Israel was living like that for hundreds of years. Despite God living among them – they were prone, as with us, for searching for other things to please us.
- Injustice
When the corrupt leaders lead to idolatry then sooner or later it’s a dog-eat-dog world, every person for themselves.
(caught up listening again… sorry folks – it’s Gary’s fault!)
When the people entered the land they were to shout blessings and curses to each other. So when the prophets saw the people living on the wrong mountain (the mountain of cursing) it gutted them.
The obedience and disobedience can be matched to their experience – whether or not they were blessed or cursed. You could just look at them to see. When they were cursed (in disobedience) it was drought and messed up-ness – when they were blessed (in obedience) it was all green.
The language of blessing and curses no longer applies though in the NT. Disobedience to Jesus does lead to a lack of assurance and personal misery. But that’s not quite blessing or curse. It’s part of the function that now we are made for the beautiful life it is impossible to be a happy disobedient Christian. Once you have become a Christian you cannot happily disobey – you’re now wired to live for God.
Because of our new life everything is ramped up for us – which is why we should be relentlessly positive in commending the beautiful life that is now in Christ. When leaders are selfish we should call them back to Christ-likeness. When our brothers or sisters slide into idolatry we should be the first to name and shame it. When we see injustice we should be the first to oppose it.
But if we are going to do that we have to believe that life with God is the beautiful life.
Why do we sin? Because in the moment we think that sin offers what God is offering. That it’s up to us to find that path of happiness. Which is stupid.
So maybe the first thing we need to do is repent.

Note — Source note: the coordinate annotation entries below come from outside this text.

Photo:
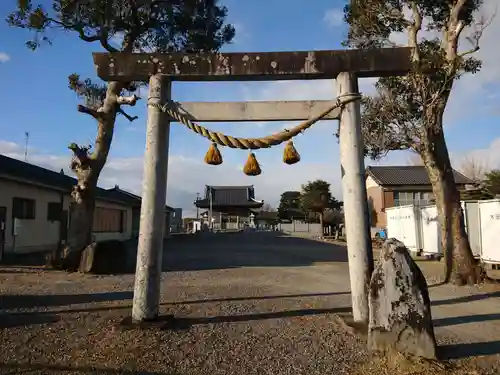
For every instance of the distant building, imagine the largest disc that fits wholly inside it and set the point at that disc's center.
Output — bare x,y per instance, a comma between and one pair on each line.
232,206
176,225
391,186
35,209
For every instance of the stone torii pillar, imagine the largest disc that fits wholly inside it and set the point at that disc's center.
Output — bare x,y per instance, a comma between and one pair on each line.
356,212
154,189
346,65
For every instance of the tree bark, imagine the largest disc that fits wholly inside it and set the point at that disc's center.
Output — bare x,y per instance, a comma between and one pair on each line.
321,219
460,265
87,168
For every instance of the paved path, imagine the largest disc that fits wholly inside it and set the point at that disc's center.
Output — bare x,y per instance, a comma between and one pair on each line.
244,301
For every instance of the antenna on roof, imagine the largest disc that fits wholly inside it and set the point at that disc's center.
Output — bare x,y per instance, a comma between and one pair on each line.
26,136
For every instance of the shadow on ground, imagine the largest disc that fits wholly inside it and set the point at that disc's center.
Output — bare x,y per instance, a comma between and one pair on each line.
15,319
458,351
61,369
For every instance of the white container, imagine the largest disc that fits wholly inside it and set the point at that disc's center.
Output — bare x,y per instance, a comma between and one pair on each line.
431,231
403,223
489,212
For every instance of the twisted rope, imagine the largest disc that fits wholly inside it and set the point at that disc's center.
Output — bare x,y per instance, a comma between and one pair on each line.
254,143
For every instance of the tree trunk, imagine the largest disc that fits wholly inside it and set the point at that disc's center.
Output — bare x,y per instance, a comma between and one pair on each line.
87,168
460,265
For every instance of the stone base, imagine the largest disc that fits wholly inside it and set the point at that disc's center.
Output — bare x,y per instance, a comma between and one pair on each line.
346,321
400,307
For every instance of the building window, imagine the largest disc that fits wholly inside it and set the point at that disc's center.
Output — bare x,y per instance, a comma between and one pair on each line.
109,220
403,198
54,210
23,208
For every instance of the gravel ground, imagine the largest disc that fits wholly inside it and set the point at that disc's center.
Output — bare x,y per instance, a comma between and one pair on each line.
248,303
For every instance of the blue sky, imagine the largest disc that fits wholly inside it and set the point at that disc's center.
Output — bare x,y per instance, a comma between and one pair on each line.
36,99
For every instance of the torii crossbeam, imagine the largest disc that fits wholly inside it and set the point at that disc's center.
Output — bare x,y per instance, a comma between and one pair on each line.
346,66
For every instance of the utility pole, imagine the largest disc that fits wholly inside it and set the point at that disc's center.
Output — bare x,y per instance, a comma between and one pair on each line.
154,186
197,208
359,246
26,140
210,209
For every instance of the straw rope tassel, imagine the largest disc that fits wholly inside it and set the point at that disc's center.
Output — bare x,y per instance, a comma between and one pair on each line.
290,155
213,155
252,167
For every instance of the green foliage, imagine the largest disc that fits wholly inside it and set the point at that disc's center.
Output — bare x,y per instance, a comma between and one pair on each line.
139,25
316,196
146,25
492,181
372,21
407,111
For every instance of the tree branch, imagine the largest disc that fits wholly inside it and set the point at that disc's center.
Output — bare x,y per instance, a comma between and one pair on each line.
127,116
128,100
89,111
413,31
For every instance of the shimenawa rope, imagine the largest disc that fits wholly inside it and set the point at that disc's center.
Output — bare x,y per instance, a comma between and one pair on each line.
254,143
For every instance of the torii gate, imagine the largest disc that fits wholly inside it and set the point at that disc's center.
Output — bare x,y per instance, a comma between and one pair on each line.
161,69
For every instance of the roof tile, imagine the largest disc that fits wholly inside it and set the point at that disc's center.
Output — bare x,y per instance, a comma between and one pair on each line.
407,175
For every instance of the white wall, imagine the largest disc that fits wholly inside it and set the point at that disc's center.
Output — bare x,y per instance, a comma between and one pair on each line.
41,234
37,234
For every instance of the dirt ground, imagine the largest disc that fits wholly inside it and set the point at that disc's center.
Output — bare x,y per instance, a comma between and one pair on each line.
244,303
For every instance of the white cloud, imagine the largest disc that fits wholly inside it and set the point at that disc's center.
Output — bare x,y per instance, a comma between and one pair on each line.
242,34
4,57
334,17
188,176
488,157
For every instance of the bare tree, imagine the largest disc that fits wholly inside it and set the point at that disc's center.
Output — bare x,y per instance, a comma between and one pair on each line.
415,159
142,26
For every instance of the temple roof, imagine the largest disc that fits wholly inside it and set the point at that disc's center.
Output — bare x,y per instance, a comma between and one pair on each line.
229,196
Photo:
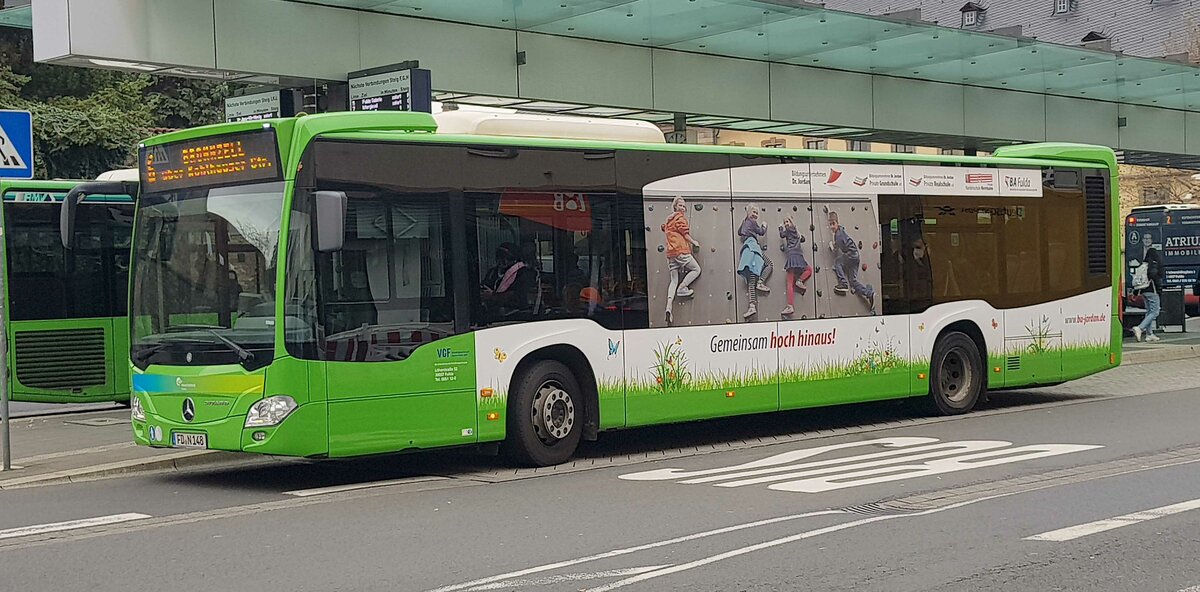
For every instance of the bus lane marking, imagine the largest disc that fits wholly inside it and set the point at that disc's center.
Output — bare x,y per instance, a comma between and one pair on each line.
1084,530
617,552
550,580
25,531
909,458
354,486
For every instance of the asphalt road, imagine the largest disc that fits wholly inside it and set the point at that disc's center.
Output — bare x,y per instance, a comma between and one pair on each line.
1089,486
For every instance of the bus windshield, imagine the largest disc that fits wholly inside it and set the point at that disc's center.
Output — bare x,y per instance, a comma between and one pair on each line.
203,286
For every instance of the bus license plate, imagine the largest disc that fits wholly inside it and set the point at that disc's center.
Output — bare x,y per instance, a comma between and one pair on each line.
190,440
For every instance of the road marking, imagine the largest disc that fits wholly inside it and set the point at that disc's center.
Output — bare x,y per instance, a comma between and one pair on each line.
1074,532
63,454
353,486
869,468
628,550
24,531
550,580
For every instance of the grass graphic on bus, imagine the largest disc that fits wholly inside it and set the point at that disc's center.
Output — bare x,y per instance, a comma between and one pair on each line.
671,374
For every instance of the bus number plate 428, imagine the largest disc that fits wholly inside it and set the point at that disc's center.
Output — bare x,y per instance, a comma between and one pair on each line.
190,440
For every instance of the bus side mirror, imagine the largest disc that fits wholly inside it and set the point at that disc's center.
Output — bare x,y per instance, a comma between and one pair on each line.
329,208
77,195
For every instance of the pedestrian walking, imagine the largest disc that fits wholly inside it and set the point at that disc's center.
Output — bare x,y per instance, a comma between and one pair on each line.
1149,282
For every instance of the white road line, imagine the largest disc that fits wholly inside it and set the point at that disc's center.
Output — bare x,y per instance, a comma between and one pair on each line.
628,550
337,489
25,531
1074,532
778,542
550,580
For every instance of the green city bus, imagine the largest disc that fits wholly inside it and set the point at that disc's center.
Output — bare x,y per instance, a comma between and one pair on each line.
66,309
355,283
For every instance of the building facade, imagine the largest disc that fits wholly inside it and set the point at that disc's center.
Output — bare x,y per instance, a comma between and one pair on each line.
1141,28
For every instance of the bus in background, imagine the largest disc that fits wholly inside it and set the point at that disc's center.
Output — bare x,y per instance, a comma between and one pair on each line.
357,283
66,309
1175,232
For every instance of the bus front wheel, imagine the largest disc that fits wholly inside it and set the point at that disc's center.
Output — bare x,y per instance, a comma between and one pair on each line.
545,414
957,375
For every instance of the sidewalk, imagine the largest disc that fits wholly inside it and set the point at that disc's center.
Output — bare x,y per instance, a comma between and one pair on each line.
1174,345
72,447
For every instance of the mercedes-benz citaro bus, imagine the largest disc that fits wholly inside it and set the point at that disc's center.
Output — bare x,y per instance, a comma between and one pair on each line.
355,283
66,309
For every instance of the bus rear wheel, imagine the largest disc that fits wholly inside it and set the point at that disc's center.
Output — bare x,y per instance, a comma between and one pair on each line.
545,414
957,375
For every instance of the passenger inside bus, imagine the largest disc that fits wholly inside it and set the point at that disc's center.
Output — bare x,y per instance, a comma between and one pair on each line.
508,285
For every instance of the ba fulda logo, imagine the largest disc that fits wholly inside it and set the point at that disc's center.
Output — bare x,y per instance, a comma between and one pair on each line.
1014,181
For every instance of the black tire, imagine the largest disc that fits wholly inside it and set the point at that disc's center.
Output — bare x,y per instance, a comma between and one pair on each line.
955,375
545,414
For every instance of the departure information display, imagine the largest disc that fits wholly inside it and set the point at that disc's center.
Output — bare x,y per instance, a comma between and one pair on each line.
220,160
390,90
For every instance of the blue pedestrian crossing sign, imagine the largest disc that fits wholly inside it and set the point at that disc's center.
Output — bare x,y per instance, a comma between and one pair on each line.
16,144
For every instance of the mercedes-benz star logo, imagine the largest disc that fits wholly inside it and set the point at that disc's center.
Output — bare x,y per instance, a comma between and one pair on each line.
189,410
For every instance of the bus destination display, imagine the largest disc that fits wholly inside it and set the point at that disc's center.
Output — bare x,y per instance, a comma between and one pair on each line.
239,157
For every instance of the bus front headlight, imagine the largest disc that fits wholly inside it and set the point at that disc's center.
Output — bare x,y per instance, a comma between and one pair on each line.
136,410
270,411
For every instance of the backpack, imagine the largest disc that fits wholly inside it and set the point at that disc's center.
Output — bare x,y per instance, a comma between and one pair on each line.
1141,276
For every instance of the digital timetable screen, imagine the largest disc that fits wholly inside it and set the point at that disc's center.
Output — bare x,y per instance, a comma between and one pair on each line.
220,160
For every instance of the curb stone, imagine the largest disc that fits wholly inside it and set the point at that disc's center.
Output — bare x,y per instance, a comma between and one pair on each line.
166,462
1164,353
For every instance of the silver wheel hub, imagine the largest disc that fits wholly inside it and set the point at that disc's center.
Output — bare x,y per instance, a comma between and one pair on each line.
955,377
553,412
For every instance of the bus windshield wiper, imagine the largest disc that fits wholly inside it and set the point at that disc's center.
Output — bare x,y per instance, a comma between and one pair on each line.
243,353
142,356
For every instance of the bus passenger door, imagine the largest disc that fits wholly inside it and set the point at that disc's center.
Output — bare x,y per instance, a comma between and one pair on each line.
397,376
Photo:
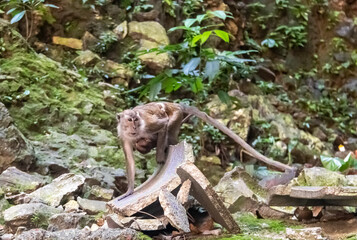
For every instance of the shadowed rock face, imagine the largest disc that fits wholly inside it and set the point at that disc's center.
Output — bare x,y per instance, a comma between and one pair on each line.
14,148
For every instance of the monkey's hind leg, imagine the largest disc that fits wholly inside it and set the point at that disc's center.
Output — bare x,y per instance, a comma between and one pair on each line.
161,146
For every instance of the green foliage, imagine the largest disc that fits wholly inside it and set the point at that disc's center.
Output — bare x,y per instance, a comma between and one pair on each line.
250,224
143,6
106,41
337,164
200,65
189,7
333,107
289,36
170,6
18,9
213,133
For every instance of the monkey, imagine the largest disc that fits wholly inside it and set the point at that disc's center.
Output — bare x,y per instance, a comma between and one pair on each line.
157,124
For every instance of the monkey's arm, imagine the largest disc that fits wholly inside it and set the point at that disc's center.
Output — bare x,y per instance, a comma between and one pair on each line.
235,137
130,167
161,145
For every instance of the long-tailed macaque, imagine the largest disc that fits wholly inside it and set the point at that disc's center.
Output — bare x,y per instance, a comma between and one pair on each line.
157,125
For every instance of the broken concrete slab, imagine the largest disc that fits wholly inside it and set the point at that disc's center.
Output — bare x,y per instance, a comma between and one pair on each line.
79,234
313,233
92,206
99,193
117,221
149,224
164,177
312,196
174,211
65,221
184,193
53,193
23,215
14,181
206,196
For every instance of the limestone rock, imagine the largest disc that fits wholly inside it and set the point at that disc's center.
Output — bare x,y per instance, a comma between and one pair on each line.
86,58
313,233
236,184
71,206
149,30
65,221
14,181
318,176
99,193
14,148
174,211
68,42
24,215
91,206
53,193
117,70
121,30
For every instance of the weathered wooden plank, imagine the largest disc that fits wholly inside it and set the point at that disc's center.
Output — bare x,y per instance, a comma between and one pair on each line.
203,192
164,177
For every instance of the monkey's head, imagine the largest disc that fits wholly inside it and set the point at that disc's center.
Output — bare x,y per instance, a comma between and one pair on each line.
129,123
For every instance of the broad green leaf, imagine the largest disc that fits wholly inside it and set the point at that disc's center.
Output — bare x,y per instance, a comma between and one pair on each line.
222,34
197,85
211,69
189,22
205,36
177,28
200,17
170,84
195,39
224,97
18,17
11,10
269,42
51,5
191,65
220,14
331,163
154,90
347,162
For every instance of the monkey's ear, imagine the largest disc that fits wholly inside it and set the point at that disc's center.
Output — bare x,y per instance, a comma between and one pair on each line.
119,115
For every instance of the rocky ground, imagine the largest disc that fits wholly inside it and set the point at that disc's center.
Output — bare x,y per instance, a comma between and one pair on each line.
59,92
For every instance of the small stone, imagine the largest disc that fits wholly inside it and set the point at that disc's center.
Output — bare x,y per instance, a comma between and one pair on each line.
71,206
64,221
29,215
314,233
184,193
148,224
94,227
14,181
92,206
99,193
68,42
7,236
121,30
86,58
53,193
174,211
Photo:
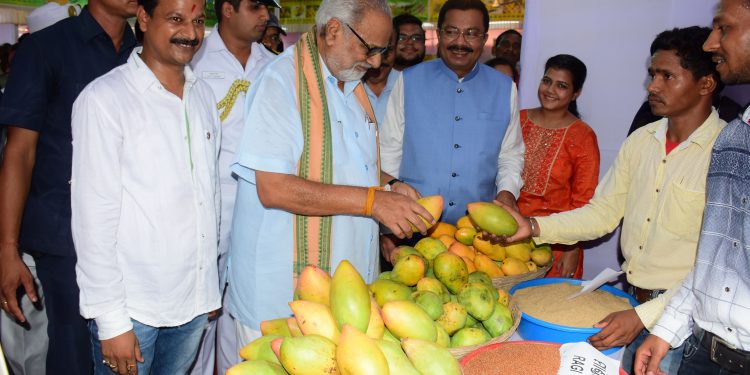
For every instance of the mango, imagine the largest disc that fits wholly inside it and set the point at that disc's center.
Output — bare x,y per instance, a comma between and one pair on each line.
478,300
462,250
465,235
315,318
375,327
358,354
469,337
513,266
403,251
443,338
519,250
314,285
407,319
447,240
350,298
308,355
429,358
541,257
451,270
260,349
499,322
442,229
256,367
430,302
486,265
453,317
465,222
291,323
398,362
492,218
430,247
388,290
275,327
409,270
434,205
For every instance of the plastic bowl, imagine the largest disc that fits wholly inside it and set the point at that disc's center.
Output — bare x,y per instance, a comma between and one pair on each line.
473,354
539,330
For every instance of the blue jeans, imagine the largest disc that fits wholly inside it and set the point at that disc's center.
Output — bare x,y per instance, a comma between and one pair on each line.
669,364
165,350
697,360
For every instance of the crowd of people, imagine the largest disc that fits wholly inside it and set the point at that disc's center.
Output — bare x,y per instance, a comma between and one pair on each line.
160,195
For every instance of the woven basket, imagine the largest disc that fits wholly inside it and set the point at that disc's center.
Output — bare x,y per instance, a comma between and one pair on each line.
507,282
459,353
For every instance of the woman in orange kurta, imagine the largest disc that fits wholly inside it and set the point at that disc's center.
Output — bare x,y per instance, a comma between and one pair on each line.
561,167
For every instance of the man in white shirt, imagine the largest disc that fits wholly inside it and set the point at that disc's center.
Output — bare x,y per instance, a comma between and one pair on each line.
145,199
229,61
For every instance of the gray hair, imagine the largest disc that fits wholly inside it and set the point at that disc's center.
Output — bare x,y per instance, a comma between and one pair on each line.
348,11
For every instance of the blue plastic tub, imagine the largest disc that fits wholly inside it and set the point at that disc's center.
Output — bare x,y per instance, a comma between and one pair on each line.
535,329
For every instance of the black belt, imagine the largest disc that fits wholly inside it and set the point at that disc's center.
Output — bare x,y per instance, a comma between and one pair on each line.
725,354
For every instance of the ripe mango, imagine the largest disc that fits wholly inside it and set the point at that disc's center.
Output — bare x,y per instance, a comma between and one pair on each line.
388,290
469,337
375,327
407,319
358,354
451,270
462,250
434,205
315,318
513,266
350,298
256,367
308,355
430,247
541,256
486,265
443,338
260,349
430,302
466,235
398,362
403,251
275,327
314,285
478,300
499,322
441,229
409,270
429,358
492,218
453,317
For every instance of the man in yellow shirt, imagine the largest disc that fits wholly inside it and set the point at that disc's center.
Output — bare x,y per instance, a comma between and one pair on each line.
656,186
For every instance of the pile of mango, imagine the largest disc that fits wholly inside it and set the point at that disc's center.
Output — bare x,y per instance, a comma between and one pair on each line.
339,328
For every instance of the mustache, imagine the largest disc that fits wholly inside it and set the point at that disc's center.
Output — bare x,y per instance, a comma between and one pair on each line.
189,42
460,48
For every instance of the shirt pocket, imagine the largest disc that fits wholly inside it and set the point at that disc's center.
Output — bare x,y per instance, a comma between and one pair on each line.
683,211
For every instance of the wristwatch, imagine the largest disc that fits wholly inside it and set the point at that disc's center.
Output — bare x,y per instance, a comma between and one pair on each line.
389,185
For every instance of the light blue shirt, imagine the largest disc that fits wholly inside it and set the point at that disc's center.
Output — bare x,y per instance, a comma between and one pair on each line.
379,103
261,253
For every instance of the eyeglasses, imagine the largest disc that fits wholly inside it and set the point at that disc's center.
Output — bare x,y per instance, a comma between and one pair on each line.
371,50
416,38
470,35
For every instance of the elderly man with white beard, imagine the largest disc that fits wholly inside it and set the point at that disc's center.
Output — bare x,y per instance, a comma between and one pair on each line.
310,188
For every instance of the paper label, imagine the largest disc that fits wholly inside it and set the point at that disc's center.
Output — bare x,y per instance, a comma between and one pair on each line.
580,358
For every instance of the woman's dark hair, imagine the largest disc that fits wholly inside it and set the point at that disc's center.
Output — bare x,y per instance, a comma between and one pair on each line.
577,70
493,62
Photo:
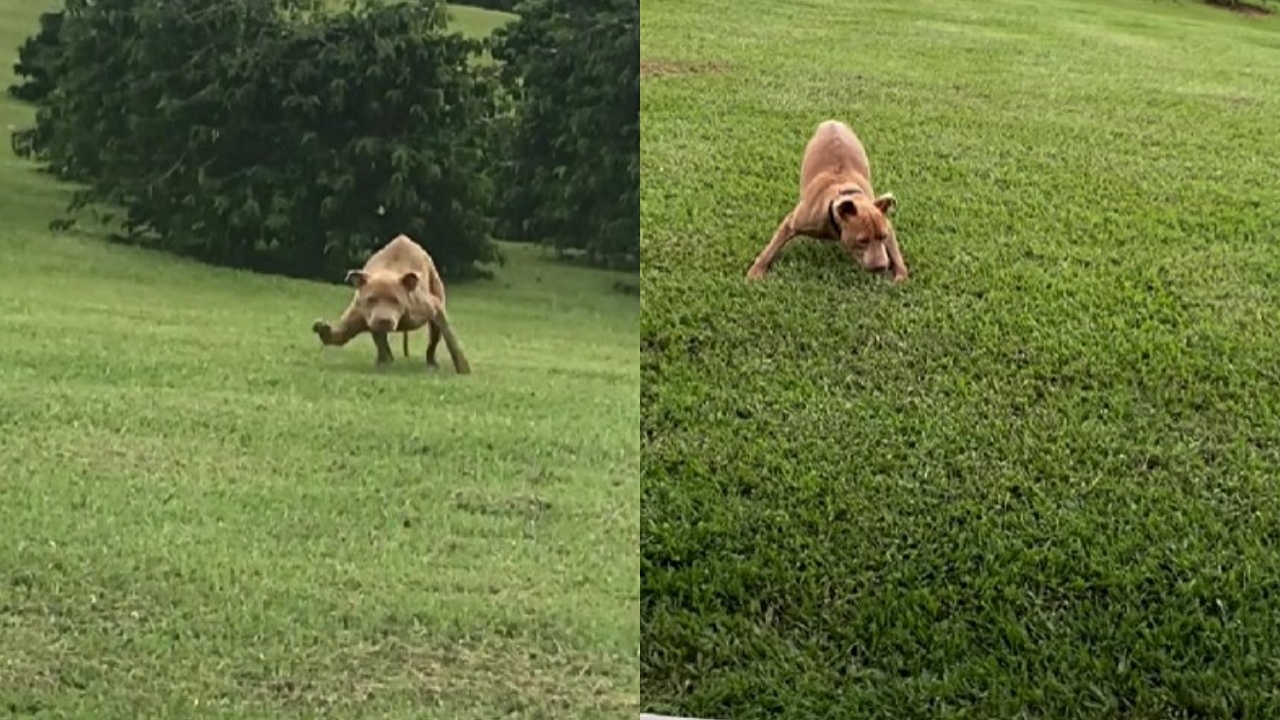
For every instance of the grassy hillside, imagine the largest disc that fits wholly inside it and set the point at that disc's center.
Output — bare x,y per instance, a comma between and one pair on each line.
476,22
1040,478
204,514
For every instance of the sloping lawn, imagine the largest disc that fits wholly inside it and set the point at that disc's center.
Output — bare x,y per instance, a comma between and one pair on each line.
1037,481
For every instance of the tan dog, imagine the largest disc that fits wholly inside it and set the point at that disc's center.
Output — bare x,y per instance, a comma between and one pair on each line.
397,290
837,203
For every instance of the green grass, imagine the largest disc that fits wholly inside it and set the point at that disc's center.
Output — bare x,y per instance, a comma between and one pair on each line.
1037,481
476,22
205,514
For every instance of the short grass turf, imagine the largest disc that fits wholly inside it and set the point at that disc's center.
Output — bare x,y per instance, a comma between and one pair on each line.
1037,481
205,514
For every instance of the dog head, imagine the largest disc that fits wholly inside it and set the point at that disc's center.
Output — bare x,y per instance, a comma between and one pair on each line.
863,224
383,296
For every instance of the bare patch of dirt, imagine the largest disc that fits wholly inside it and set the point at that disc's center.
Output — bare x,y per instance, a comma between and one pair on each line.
1242,8
667,68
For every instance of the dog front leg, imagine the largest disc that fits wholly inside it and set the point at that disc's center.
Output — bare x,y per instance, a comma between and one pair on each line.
432,343
895,256
350,326
781,237
384,347
460,360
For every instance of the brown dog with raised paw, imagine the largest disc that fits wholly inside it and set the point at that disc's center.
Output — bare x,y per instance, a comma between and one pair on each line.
837,203
398,290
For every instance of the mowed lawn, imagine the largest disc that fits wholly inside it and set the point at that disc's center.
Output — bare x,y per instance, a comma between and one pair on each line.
205,514
1042,478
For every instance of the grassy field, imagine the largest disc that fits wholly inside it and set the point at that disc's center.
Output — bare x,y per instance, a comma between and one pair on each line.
1042,478
205,514
476,22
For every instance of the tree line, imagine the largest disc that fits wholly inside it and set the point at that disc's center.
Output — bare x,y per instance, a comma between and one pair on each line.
284,137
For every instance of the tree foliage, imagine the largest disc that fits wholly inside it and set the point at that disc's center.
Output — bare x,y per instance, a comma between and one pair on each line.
263,136
574,164
273,136
37,60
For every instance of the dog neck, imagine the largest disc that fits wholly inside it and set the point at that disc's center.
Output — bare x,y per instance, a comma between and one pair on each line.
831,208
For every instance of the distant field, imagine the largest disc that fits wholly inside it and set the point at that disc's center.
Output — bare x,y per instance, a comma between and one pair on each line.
205,514
1040,479
478,22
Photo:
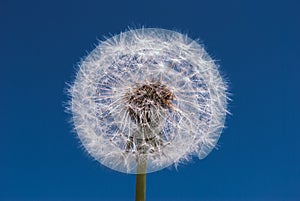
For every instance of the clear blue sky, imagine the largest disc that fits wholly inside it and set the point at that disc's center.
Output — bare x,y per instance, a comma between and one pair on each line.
257,44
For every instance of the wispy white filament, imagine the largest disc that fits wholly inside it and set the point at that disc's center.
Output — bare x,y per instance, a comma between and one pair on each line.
116,67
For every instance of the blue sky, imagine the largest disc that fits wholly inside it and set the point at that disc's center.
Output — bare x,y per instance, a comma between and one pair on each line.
256,44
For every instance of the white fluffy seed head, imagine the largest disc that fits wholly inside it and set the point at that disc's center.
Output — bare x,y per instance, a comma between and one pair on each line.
150,92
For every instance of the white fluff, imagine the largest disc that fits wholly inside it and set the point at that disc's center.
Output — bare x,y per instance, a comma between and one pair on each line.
116,65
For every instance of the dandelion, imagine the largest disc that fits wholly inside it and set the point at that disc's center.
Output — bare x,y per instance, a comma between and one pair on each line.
146,99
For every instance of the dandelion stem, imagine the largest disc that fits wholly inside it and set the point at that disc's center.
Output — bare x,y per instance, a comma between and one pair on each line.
140,191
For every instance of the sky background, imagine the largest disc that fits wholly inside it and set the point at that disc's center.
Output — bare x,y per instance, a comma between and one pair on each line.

The prophets who were passionately committed to this vision of the beautiful life also knew that it would only come about through the work of a beautiful saviour.
- A vision for the beautiful saviour
The prophets don’t just insist that things may get better, they insist that it will get better.
Ezekiel 34:7-16 God promises big things about bringing them back and rescuing his people. How will he do that? 34:23-24 – God will set up his servant David to feed his sheep.
Jesus says that servant/shepherd is himself in John 10. (Gah! Praise God!!)
In multiple ways in Ezek 34 this shepherd will care for God’s sheep – it’s the covenant relationship God has with his people that will lead to the beautiful life.
Ezekiel’s vision of the coming one who acts in both salvation (rescuing the skinny sheep) and bringing judgement (on the fat exploitive sheep) is the lord Jesus.
The prophets ask a basic question: are we passionate about the beautiful life, which is ours in Jesus? And a more far reaching question – are we passionate about Christ himself?
So what are we do to?
Bask in the life offered. Enjoy it. Speak about it. Live it. Because this is what we were made for. This is what we were rescued for. This is who we are in the Lord Jesus Christ – people who have been given life, real life that starts now and goes on forever.
And incredibly, it seems, will only get better as we delight in our God – Father, Son, and Spirit – for all eternity.